In Goal 1 we will concentrate on the conformational plasticity of the TM domains in solution and membrane-mimicking environments focusing in particular on deviations from the canonical helical structure and searching for lowly populated states in exchange with the main conformation as well as the related dynamical parameters. We will directly measure dynamical parameters characterizing the TM domains such as local exchange rates and motional amplitudes for individual interatomic vectors in a range of membrane models.
In Goal 2 we will investigate the impact of mutations of the two TM domains.. Some of these mutations are already known to impair proteolysis. We will clarify how they alter TM helix flexibility.
In Goal 3 we will study how the membrane influences TM helix structural and dynamic properties. The expected results will be compared with molecular dynamics simulations conducted in P7 and show if the TM domain dynamics is a relevant factor for the protease recognition and/or processing.
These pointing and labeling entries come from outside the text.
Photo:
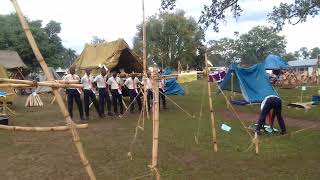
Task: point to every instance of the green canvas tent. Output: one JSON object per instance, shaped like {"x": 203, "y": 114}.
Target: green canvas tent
{"x": 116, "y": 55}
{"x": 12, "y": 94}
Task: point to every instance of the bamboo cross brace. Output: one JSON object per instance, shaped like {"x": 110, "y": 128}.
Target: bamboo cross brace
{"x": 213, "y": 126}
{"x": 70, "y": 123}
{"x": 41, "y": 129}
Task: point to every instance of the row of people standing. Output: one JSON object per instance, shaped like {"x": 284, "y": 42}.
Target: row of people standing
{"x": 104, "y": 85}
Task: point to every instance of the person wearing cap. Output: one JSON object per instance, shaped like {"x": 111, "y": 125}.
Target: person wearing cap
{"x": 101, "y": 81}
{"x": 162, "y": 96}
{"x": 115, "y": 83}
{"x": 88, "y": 91}
{"x": 148, "y": 83}
{"x": 271, "y": 102}
{"x": 73, "y": 93}
{"x": 132, "y": 84}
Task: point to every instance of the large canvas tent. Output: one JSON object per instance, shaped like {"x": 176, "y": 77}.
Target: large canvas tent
{"x": 253, "y": 82}
{"x": 116, "y": 55}
{"x": 274, "y": 62}
{"x": 12, "y": 94}
{"x": 42, "y": 77}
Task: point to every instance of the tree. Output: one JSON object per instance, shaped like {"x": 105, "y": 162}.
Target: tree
{"x": 217, "y": 11}
{"x": 315, "y": 52}
{"x": 97, "y": 40}
{"x": 171, "y": 38}
{"x": 250, "y": 48}
{"x": 13, "y": 38}
{"x": 304, "y": 52}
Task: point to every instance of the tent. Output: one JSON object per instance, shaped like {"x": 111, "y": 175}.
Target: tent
{"x": 171, "y": 85}
{"x": 42, "y": 77}
{"x": 274, "y": 62}
{"x": 116, "y": 55}
{"x": 12, "y": 94}
{"x": 252, "y": 82}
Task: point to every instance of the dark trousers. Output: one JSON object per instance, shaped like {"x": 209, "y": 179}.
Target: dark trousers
{"x": 149, "y": 98}
{"x": 275, "y": 104}
{"x": 117, "y": 98}
{"x": 74, "y": 94}
{"x": 89, "y": 95}
{"x": 162, "y": 97}
{"x": 103, "y": 98}
{"x": 133, "y": 94}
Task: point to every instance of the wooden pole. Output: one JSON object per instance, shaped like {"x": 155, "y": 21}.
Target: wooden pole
{"x": 214, "y": 136}
{"x": 156, "y": 124}
{"x": 60, "y": 102}
{"x": 41, "y": 129}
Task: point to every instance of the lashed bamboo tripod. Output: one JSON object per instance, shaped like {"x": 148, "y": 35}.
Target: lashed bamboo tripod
{"x": 71, "y": 125}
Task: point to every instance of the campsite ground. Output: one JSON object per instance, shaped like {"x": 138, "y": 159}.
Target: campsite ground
{"x": 107, "y": 142}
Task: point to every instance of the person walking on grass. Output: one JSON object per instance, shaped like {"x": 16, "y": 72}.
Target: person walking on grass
{"x": 132, "y": 84}
{"x": 269, "y": 103}
{"x": 101, "y": 81}
{"x": 89, "y": 94}
{"x": 115, "y": 83}
{"x": 73, "y": 93}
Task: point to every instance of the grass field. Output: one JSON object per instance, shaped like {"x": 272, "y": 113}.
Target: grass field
{"x": 53, "y": 156}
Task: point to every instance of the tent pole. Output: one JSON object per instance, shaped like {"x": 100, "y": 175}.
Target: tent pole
{"x": 214, "y": 135}
{"x": 144, "y": 38}
{"x": 156, "y": 124}
{"x": 63, "y": 109}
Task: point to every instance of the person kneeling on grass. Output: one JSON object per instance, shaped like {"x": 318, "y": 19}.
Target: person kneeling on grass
{"x": 269, "y": 103}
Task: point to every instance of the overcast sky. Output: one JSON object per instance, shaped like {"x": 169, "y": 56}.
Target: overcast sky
{"x": 109, "y": 19}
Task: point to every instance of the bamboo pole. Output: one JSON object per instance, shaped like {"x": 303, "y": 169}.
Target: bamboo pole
{"x": 60, "y": 102}
{"x": 214, "y": 135}
{"x": 42, "y": 129}
{"x": 156, "y": 124}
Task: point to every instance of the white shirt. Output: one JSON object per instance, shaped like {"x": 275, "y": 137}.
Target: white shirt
{"x": 265, "y": 100}
{"x": 115, "y": 83}
{"x": 132, "y": 84}
{"x": 148, "y": 83}
{"x": 101, "y": 81}
{"x": 70, "y": 77}
{"x": 87, "y": 82}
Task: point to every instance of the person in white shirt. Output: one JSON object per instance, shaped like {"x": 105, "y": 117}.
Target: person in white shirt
{"x": 271, "y": 102}
{"x": 101, "y": 82}
{"x": 73, "y": 93}
{"x": 132, "y": 84}
{"x": 115, "y": 83}
{"x": 148, "y": 83}
{"x": 88, "y": 93}
{"x": 161, "y": 93}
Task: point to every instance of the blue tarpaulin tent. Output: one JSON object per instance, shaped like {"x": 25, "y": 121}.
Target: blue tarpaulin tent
{"x": 273, "y": 62}
{"x": 172, "y": 87}
{"x": 252, "y": 82}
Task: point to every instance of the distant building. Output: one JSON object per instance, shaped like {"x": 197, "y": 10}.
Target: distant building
{"x": 304, "y": 65}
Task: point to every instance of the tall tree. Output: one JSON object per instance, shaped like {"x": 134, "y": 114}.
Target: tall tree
{"x": 49, "y": 42}
{"x": 171, "y": 37}
{"x": 315, "y": 52}
{"x": 216, "y": 12}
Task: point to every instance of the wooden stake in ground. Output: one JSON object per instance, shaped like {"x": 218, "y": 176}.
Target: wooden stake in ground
{"x": 59, "y": 100}
{"x": 214, "y": 135}
{"x": 156, "y": 124}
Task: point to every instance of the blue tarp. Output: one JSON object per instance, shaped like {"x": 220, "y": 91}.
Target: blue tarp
{"x": 172, "y": 87}
{"x": 253, "y": 82}
{"x": 275, "y": 62}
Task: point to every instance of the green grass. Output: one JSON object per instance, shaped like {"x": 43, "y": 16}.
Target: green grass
{"x": 107, "y": 142}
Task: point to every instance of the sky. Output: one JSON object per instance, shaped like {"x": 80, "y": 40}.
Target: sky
{"x": 82, "y": 19}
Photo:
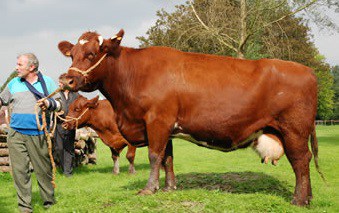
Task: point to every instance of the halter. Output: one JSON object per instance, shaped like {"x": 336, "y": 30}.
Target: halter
{"x": 85, "y": 73}
{"x": 70, "y": 118}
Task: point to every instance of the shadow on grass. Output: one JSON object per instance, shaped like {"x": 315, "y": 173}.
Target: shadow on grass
{"x": 230, "y": 182}
{"x": 108, "y": 169}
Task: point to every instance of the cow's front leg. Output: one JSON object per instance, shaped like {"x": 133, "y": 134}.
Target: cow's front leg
{"x": 116, "y": 166}
{"x": 167, "y": 163}
{"x": 157, "y": 135}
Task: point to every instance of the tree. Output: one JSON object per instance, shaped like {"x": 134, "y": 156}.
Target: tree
{"x": 335, "y": 73}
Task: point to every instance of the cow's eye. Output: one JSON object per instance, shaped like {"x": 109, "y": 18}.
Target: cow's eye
{"x": 91, "y": 56}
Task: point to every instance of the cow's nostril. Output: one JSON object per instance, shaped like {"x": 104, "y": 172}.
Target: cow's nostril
{"x": 64, "y": 125}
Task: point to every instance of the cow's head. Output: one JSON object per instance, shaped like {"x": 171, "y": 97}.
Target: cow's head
{"x": 79, "y": 113}
{"x": 89, "y": 59}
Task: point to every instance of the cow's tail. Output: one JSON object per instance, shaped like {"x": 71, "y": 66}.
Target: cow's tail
{"x": 314, "y": 146}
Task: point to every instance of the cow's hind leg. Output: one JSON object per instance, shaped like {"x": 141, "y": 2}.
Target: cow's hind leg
{"x": 157, "y": 135}
{"x": 298, "y": 154}
{"x": 168, "y": 165}
{"x": 115, "y": 157}
{"x": 130, "y": 155}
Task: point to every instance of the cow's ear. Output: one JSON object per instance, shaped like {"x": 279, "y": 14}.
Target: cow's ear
{"x": 118, "y": 37}
{"x": 65, "y": 48}
{"x": 112, "y": 45}
{"x": 93, "y": 103}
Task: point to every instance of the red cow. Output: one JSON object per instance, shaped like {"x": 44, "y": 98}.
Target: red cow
{"x": 217, "y": 102}
{"x": 100, "y": 116}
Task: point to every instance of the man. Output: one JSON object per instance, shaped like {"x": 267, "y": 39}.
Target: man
{"x": 64, "y": 139}
{"x": 26, "y": 142}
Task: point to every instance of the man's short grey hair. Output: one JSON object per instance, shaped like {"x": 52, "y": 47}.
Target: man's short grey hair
{"x": 32, "y": 60}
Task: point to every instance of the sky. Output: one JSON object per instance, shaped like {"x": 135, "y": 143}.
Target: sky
{"x": 39, "y": 25}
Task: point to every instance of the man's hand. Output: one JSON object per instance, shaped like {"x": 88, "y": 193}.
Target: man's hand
{"x": 43, "y": 104}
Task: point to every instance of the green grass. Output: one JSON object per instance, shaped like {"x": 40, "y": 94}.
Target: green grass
{"x": 207, "y": 181}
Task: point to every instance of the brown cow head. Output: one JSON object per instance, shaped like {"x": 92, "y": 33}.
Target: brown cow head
{"x": 79, "y": 112}
{"x": 89, "y": 60}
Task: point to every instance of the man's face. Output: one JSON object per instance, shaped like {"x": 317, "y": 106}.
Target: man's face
{"x": 22, "y": 67}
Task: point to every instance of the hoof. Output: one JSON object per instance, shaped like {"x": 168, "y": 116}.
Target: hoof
{"x": 146, "y": 192}
{"x": 132, "y": 171}
{"x": 169, "y": 188}
{"x": 266, "y": 160}
{"x": 274, "y": 162}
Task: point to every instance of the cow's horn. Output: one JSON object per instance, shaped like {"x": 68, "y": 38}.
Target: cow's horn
{"x": 116, "y": 37}
{"x": 101, "y": 40}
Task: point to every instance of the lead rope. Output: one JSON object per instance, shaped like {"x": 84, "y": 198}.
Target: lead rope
{"x": 48, "y": 136}
{"x": 69, "y": 118}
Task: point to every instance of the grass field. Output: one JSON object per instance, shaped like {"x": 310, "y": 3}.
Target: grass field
{"x": 207, "y": 181}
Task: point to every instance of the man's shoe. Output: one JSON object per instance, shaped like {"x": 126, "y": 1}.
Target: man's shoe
{"x": 48, "y": 204}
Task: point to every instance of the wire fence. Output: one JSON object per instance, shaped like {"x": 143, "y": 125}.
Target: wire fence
{"x": 327, "y": 122}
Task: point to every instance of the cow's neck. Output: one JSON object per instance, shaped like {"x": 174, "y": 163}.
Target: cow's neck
{"x": 117, "y": 83}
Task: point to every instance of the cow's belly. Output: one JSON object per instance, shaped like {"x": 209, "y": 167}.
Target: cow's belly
{"x": 225, "y": 145}
{"x": 134, "y": 133}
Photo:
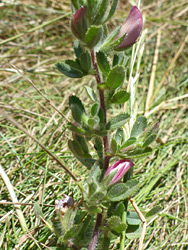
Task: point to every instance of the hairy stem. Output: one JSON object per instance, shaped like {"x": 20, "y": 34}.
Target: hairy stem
{"x": 102, "y": 104}
{"x": 96, "y": 232}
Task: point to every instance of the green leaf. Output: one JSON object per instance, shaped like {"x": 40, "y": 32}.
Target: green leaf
{"x": 85, "y": 61}
{"x": 77, "y": 130}
{"x": 99, "y": 147}
{"x": 87, "y": 162}
{"x": 101, "y": 12}
{"x": 153, "y": 212}
{"x": 93, "y": 35}
{"x": 129, "y": 142}
{"x": 119, "y": 136}
{"x": 38, "y": 210}
{"x": 122, "y": 191}
{"x": 91, "y": 94}
{"x": 149, "y": 140}
{"x": 120, "y": 59}
{"x": 76, "y": 149}
{"x": 139, "y": 153}
{"x": 77, "y": 108}
{"x": 110, "y": 41}
{"x": 116, "y": 77}
{"x": 78, "y": 49}
{"x": 119, "y": 209}
{"x": 112, "y": 10}
{"x": 97, "y": 197}
{"x": 120, "y": 97}
{"x": 72, "y": 232}
{"x": 95, "y": 173}
{"x": 69, "y": 70}
{"x": 103, "y": 63}
{"x": 133, "y": 232}
{"x": 95, "y": 109}
{"x": 113, "y": 146}
{"x": 115, "y": 223}
{"x": 117, "y": 122}
{"x": 101, "y": 117}
{"x": 82, "y": 141}
{"x": 68, "y": 219}
{"x": 133, "y": 218}
{"x": 139, "y": 126}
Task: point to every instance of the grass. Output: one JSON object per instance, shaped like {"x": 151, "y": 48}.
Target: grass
{"x": 34, "y": 36}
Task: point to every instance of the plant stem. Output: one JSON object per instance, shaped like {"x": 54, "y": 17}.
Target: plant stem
{"x": 103, "y": 106}
{"x": 96, "y": 232}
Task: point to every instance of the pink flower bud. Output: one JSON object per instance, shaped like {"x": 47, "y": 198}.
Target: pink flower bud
{"x": 79, "y": 24}
{"x": 121, "y": 167}
{"x": 131, "y": 28}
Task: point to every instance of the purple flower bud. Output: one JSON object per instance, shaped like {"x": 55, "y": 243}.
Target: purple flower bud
{"x": 131, "y": 28}
{"x": 79, "y": 24}
{"x": 120, "y": 167}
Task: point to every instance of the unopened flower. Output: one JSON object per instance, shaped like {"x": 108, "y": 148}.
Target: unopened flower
{"x": 131, "y": 28}
{"x": 79, "y": 24}
{"x": 118, "y": 170}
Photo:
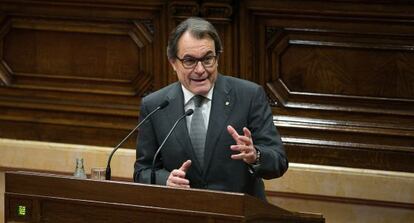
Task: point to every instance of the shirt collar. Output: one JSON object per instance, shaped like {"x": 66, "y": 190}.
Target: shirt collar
{"x": 188, "y": 95}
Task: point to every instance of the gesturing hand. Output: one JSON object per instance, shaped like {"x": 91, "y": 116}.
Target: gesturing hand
{"x": 244, "y": 145}
{"x": 177, "y": 176}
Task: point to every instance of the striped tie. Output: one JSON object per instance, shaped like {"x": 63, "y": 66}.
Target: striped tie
{"x": 198, "y": 130}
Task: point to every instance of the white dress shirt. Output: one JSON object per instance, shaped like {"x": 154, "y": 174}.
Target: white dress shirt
{"x": 205, "y": 107}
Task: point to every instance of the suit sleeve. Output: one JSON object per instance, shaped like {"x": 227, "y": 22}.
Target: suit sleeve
{"x": 273, "y": 161}
{"x": 147, "y": 145}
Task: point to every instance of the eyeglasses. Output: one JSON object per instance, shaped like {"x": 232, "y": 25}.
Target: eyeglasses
{"x": 191, "y": 62}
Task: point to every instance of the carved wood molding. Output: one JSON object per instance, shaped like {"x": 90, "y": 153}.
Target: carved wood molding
{"x": 208, "y": 10}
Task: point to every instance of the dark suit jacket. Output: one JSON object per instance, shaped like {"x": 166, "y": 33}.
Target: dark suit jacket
{"x": 235, "y": 102}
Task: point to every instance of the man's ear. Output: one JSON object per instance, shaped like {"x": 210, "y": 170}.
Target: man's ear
{"x": 172, "y": 62}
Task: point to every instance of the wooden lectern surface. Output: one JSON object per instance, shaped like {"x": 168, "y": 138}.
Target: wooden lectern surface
{"x": 39, "y": 197}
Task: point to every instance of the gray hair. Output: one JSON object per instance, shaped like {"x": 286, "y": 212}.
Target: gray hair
{"x": 199, "y": 28}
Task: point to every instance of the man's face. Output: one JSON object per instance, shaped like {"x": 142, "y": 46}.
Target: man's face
{"x": 198, "y": 79}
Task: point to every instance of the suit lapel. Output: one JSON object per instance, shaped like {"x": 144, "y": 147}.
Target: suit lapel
{"x": 222, "y": 104}
{"x": 174, "y": 111}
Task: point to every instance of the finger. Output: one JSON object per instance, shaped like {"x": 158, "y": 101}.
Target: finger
{"x": 243, "y": 140}
{"x": 234, "y": 134}
{"x": 247, "y": 132}
{"x": 185, "y": 166}
{"x": 180, "y": 181}
{"x": 236, "y": 148}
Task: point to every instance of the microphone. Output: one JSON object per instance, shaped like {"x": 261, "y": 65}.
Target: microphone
{"x": 187, "y": 113}
{"x": 108, "y": 166}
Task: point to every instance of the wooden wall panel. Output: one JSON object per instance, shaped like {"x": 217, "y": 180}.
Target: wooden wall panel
{"x": 339, "y": 74}
{"x": 75, "y": 71}
{"x": 341, "y": 78}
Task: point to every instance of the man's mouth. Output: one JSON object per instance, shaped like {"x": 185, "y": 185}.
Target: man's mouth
{"x": 199, "y": 80}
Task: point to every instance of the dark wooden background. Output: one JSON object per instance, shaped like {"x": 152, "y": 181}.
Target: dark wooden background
{"x": 339, "y": 73}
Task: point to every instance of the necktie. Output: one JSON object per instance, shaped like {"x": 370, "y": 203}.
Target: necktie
{"x": 198, "y": 130}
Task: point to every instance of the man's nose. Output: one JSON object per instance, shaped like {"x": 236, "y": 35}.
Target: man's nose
{"x": 199, "y": 67}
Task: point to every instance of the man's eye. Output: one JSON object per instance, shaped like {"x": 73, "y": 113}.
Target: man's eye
{"x": 189, "y": 61}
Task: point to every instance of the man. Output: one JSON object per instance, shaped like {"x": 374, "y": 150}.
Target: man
{"x": 231, "y": 145}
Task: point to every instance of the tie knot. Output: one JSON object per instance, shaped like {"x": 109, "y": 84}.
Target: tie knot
{"x": 198, "y": 100}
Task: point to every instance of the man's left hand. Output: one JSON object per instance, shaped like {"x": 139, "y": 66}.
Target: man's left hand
{"x": 244, "y": 145}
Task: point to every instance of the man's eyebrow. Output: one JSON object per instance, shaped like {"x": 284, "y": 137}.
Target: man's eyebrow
{"x": 192, "y": 57}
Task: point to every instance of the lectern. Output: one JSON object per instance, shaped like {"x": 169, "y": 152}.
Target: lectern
{"x": 40, "y": 197}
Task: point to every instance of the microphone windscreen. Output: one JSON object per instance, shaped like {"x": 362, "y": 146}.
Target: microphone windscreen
{"x": 164, "y": 104}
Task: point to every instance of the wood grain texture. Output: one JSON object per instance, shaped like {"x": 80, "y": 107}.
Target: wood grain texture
{"x": 339, "y": 74}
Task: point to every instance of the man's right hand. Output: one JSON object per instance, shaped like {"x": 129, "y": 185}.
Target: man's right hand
{"x": 177, "y": 176}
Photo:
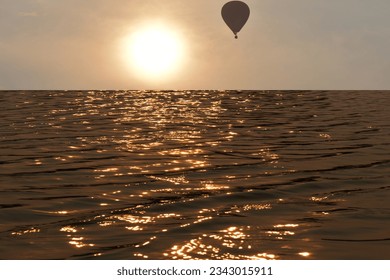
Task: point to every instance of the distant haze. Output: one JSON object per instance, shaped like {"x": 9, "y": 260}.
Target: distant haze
{"x": 286, "y": 44}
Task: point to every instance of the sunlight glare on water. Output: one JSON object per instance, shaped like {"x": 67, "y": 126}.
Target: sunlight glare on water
{"x": 194, "y": 175}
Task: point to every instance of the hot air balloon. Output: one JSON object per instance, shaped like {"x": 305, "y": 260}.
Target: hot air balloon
{"x": 235, "y": 14}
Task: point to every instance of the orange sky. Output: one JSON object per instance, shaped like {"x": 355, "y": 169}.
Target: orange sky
{"x": 301, "y": 44}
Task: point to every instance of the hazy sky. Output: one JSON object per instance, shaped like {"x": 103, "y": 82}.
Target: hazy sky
{"x": 286, "y": 44}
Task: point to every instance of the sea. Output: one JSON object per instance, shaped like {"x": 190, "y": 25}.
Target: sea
{"x": 198, "y": 174}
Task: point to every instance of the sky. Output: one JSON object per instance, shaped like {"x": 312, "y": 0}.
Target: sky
{"x": 286, "y": 44}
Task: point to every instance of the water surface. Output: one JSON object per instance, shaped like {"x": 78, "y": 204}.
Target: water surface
{"x": 194, "y": 175}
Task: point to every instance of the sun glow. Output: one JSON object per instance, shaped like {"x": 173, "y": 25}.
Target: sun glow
{"x": 154, "y": 52}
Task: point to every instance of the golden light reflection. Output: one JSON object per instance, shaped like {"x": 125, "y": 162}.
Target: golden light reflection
{"x": 223, "y": 245}
{"x": 68, "y": 229}
{"x": 304, "y": 254}
{"x": 22, "y": 232}
{"x": 79, "y": 243}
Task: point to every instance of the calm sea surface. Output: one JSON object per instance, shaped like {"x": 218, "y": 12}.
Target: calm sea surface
{"x": 194, "y": 175}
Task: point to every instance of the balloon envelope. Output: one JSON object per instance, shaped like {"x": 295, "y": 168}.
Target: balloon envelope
{"x": 235, "y": 14}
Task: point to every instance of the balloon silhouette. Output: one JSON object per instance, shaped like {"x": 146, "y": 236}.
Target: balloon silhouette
{"x": 235, "y": 14}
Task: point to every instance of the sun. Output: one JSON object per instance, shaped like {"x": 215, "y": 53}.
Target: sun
{"x": 154, "y": 52}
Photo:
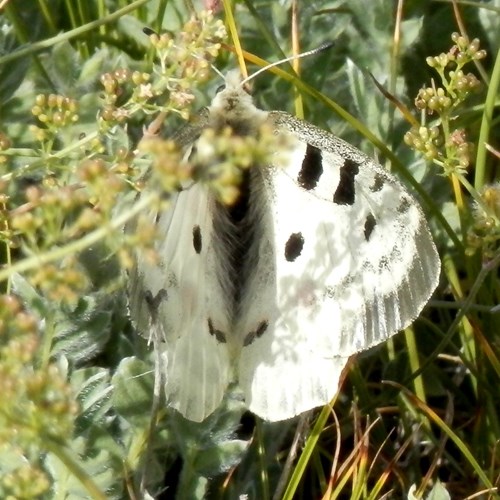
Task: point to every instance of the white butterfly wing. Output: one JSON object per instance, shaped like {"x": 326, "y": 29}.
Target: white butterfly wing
{"x": 180, "y": 298}
{"x": 346, "y": 260}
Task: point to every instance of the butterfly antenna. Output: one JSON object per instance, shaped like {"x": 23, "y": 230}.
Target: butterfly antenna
{"x": 321, "y": 48}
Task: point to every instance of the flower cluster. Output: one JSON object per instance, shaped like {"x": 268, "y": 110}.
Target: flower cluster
{"x": 182, "y": 62}
{"x": 37, "y": 403}
{"x": 440, "y": 142}
{"x": 484, "y": 233}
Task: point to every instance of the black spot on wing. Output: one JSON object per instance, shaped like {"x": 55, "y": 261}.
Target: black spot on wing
{"x": 197, "y": 243}
{"x": 153, "y": 303}
{"x": 312, "y": 168}
{"x": 345, "y": 192}
{"x": 404, "y": 205}
{"x": 370, "y": 224}
{"x": 378, "y": 182}
{"x": 250, "y": 337}
{"x": 220, "y": 337}
{"x": 294, "y": 246}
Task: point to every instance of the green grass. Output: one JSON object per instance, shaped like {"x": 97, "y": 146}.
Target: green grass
{"x": 77, "y": 383}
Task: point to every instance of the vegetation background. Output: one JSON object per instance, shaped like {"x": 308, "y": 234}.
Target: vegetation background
{"x": 416, "y": 418}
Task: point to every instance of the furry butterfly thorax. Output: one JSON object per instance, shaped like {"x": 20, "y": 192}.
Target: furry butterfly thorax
{"x": 318, "y": 259}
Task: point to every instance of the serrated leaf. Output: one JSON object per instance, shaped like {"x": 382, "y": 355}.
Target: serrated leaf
{"x": 98, "y": 467}
{"x": 132, "y": 397}
{"x": 94, "y": 393}
{"x": 220, "y": 458}
{"x": 83, "y": 334}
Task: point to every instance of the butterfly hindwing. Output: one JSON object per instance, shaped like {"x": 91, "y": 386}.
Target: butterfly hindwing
{"x": 186, "y": 305}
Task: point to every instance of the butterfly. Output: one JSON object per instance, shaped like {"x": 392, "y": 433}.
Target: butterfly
{"x": 317, "y": 260}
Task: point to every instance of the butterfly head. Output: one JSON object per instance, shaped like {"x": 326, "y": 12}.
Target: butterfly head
{"x": 233, "y": 107}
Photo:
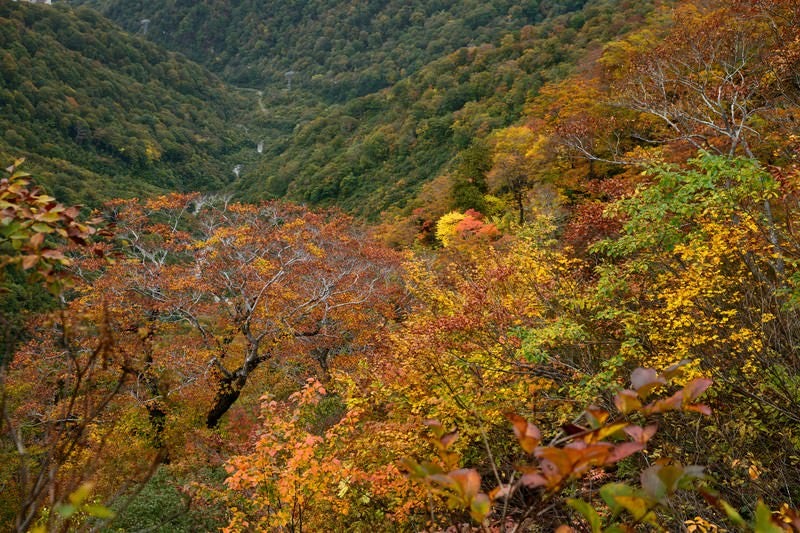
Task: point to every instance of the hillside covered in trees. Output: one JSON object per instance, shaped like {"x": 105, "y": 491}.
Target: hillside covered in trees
{"x": 566, "y": 297}
{"x": 100, "y": 113}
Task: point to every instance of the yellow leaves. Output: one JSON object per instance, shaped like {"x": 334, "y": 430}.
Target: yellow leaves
{"x": 445, "y": 227}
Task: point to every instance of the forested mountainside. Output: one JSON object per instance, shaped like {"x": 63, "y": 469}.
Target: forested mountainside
{"x": 100, "y": 113}
{"x": 580, "y": 310}
{"x": 335, "y": 50}
{"x": 374, "y": 152}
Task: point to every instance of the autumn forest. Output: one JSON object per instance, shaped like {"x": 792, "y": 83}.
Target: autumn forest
{"x": 400, "y": 266}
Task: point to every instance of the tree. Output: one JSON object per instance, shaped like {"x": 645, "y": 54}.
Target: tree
{"x": 236, "y": 286}
{"x": 513, "y": 165}
{"x": 709, "y": 80}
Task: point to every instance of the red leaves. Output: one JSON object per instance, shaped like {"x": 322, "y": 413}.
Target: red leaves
{"x": 528, "y": 435}
{"x": 586, "y": 448}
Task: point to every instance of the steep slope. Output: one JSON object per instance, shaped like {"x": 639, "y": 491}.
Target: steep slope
{"x": 374, "y": 152}
{"x": 334, "y": 49}
{"x": 99, "y": 113}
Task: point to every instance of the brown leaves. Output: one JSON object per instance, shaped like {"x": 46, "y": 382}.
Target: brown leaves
{"x": 33, "y": 225}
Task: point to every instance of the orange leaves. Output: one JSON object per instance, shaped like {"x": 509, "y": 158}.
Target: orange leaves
{"x": 528, "y": 435}
{"x": 32, "y": 224}
{"x": 576, "y": 452}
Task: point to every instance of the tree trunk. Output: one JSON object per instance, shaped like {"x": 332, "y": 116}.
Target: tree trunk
{"x": 228, "y": 392}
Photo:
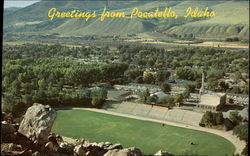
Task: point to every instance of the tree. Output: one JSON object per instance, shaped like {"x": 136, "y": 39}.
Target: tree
{"x": 96, "y": 101}
{"x": 241, "y": 131}
{"x": 245, "y": 150}
{"x": 168, "y": 101}
{"x": 224, "y": 86}
{"x": 235, "y": 117}
{"x": 219, "y": 118}
{"x": 148, "y": 78}
{"x": 165, "y": 87}
{"x": 178, "y": 98}
{"x": 161, "y": 76}
{"x": 145, "y": 95}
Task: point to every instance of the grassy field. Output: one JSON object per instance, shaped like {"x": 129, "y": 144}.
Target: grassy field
{"x": 148, "y": 136}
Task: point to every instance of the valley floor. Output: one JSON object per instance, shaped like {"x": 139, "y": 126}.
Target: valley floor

Depending on progress in goals 1-3, protocols and experiments will be applied on selected novel substrates identified in P1/P2/P3 to judge the general validity of these studies.
The proteomic platform will be an integral part of the research consortium and performs the numerous quantitative mass spectrometry measurements required for identification and validation of novel intramembrane protease substrates for projects P1, P2 and P3. The results of the mass spec analyses will be required for all projects in the consortium, e.g. for the comparative bioinformatic analyses in P7.
The platform has two high resolution Orbitrap mass spectrometers plus associated equipment, including nanoLCs, and has expertise with the required methods, such as label free quantification and different isotope label-containing methods. This includes ‘stable isotope labelling with amino acids in cell culture’ (SILAC) analyses in vitro and in vivo.